Dr. Guarente and his collaborator Dr. Cynthia Kenyon at the Department of Biochemistry and Biophysics, University of California San Francisco, have been tinkering with the SIR2 gene in yeast cells (which we use to make bread and wine) and in the roundworm. It turned out that the manipulated SIR2 gene controls lifespan in both species.
"They could add one extra copy of the gene and the yeast cells lived longer and the most amazing thing was that exactly the same thing was true in roundworms," says Guarente "Its important to us because the evolutionary difference between yeast and roundworms is vast. So if this same gene is regulating the longevity in these two very different organisms, chances are that it is universal and its effects would include us."
The P53 gene
The scientists have also found "a relationship between the mouse SIR2 gene, that is most similar to the yeast SIR2 gene and another gene known as the P53 gene." P53 is a well-known cancer suppressor gene. When cells get damaged, rather than develop into mutations and become tumors, P53 simply calls these cells to commit suicide.

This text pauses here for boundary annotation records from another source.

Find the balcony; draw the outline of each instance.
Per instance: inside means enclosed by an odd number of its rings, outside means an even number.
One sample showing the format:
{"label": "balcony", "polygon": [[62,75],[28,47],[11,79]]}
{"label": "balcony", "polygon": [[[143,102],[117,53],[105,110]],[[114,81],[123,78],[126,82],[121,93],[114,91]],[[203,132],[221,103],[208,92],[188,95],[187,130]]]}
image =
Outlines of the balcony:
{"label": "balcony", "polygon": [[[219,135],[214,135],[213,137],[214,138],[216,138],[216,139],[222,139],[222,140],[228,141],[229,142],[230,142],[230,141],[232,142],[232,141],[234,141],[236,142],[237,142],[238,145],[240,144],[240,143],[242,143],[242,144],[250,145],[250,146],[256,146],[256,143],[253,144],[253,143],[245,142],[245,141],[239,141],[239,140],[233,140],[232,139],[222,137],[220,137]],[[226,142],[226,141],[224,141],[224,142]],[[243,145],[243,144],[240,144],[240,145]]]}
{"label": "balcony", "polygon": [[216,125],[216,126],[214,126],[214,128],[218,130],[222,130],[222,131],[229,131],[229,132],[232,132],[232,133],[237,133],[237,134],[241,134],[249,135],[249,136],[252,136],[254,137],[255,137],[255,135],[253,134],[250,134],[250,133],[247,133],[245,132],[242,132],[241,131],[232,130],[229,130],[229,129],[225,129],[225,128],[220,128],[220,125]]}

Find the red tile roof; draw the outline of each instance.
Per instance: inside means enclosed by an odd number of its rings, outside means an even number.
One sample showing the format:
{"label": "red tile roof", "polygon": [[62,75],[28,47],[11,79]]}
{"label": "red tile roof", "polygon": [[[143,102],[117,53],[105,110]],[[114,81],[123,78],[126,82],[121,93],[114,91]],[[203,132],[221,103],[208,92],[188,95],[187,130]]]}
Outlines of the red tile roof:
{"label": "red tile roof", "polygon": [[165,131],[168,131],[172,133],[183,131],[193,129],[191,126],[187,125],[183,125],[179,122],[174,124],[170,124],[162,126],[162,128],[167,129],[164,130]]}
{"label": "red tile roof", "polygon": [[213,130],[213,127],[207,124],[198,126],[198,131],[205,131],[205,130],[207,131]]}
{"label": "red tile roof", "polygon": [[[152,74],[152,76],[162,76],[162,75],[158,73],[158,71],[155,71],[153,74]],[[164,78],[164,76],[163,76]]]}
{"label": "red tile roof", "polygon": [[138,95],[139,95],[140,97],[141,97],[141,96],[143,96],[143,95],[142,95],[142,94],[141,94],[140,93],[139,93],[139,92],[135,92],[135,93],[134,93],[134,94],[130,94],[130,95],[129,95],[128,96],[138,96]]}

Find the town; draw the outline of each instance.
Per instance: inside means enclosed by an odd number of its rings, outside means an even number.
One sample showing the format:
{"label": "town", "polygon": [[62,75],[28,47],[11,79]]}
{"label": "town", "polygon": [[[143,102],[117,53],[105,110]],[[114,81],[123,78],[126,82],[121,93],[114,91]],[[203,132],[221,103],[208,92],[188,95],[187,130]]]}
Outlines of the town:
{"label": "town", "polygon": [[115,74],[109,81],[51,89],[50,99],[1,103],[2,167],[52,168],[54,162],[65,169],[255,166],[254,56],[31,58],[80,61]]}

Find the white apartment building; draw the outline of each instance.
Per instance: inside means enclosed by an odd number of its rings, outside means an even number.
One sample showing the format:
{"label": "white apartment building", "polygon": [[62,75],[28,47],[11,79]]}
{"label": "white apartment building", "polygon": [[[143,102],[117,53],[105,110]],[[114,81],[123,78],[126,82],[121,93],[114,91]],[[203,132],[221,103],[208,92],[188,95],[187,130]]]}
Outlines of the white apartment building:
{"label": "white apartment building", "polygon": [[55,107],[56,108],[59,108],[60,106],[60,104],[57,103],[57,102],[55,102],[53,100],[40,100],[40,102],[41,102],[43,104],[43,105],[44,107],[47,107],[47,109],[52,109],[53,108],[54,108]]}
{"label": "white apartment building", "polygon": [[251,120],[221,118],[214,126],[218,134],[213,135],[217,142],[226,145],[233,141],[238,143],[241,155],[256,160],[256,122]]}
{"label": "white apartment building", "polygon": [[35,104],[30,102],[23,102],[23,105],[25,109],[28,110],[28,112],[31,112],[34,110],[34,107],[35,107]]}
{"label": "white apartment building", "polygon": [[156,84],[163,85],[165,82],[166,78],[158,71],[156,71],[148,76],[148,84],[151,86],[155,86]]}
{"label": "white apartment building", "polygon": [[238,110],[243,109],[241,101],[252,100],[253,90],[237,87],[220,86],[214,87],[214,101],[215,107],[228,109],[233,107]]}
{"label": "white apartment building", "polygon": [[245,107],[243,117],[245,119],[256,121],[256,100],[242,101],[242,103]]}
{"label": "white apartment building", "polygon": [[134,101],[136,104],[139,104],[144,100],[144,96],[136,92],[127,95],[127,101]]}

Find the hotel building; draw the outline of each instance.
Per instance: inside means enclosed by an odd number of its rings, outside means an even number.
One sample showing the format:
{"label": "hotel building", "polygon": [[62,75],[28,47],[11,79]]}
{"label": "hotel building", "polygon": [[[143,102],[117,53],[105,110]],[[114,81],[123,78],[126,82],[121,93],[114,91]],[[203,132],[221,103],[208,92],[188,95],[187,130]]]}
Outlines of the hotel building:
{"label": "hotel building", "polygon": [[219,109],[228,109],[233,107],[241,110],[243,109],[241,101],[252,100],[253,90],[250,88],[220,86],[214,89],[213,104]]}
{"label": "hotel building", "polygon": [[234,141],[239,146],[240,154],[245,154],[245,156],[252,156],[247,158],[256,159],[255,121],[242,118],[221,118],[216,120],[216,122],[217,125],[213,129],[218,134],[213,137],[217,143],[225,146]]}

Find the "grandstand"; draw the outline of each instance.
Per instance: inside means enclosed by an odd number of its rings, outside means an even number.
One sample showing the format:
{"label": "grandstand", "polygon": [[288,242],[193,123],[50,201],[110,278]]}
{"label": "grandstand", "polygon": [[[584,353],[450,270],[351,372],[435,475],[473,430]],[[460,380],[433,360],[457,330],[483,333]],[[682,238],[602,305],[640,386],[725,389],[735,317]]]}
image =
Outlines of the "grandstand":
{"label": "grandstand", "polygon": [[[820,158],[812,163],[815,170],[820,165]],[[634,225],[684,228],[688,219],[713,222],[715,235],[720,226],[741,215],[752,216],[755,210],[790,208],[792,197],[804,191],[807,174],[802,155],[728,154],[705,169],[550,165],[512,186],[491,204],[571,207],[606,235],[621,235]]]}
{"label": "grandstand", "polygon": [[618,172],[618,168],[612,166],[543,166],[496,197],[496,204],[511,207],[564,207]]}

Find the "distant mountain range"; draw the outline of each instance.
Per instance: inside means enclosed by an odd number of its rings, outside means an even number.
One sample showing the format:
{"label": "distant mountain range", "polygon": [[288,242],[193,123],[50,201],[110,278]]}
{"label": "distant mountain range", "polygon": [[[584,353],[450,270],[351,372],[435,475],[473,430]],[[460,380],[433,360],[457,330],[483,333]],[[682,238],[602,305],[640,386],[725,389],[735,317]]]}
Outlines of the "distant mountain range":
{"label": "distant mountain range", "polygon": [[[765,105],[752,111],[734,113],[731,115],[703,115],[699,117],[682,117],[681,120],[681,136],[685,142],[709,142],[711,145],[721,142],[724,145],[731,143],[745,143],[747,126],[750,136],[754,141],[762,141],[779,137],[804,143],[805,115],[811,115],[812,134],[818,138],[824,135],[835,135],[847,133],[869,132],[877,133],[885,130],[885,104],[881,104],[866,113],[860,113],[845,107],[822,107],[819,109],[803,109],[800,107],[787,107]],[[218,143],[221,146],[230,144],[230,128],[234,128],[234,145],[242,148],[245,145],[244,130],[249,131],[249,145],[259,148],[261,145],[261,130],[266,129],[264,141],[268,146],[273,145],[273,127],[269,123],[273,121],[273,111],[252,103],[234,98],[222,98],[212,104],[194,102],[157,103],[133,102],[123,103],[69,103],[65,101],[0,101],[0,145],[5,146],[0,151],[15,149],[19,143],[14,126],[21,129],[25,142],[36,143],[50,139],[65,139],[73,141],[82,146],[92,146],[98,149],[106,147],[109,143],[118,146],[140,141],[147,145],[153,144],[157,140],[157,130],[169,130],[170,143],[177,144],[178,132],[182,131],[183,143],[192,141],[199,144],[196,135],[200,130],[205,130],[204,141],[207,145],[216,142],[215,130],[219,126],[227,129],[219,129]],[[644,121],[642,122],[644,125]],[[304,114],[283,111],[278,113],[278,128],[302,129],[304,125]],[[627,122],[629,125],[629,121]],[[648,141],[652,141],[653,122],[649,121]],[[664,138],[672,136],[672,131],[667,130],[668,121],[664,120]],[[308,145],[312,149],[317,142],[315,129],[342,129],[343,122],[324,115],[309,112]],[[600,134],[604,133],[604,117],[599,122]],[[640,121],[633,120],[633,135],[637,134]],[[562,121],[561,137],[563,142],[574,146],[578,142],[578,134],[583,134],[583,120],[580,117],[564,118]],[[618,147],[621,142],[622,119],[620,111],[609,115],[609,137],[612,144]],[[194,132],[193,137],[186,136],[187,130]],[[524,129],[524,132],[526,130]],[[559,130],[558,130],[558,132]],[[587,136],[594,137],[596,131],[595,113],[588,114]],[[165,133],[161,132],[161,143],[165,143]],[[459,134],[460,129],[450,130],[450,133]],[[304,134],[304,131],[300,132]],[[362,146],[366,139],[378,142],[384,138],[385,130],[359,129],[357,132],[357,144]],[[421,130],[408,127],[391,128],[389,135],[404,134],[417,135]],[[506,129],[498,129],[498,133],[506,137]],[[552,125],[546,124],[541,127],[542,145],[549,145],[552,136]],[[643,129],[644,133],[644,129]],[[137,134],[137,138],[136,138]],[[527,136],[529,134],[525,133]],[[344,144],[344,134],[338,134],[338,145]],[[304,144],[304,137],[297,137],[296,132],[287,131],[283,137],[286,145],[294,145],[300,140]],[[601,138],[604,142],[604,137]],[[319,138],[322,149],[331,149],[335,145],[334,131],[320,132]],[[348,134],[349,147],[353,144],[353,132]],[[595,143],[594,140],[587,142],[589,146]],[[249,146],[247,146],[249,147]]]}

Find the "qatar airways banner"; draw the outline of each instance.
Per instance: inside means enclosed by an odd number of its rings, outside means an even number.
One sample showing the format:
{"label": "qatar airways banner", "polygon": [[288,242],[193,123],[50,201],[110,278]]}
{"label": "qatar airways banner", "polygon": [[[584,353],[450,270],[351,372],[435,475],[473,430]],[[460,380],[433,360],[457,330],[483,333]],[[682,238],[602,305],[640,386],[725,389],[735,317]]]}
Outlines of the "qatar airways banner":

The problem, Guarente says, is that P53 activity remains turned on later in life and it is possible that unwanted cell death later in life causes the degeneration of organs. But if SIR2 modulates and fine-tunes that cell death as we age, " its possible that SIR2 will be able to ultra-regulate the survivability of organs and the whole animal," he says.
By manipulating SIR2 to modulate the activities of P53, could cancer cells end up living and mutating when they would normally die? Guarente says there need not be a trade-off. He is hopeful that they can develop a drug that can slow down aging and yet not promote cancer.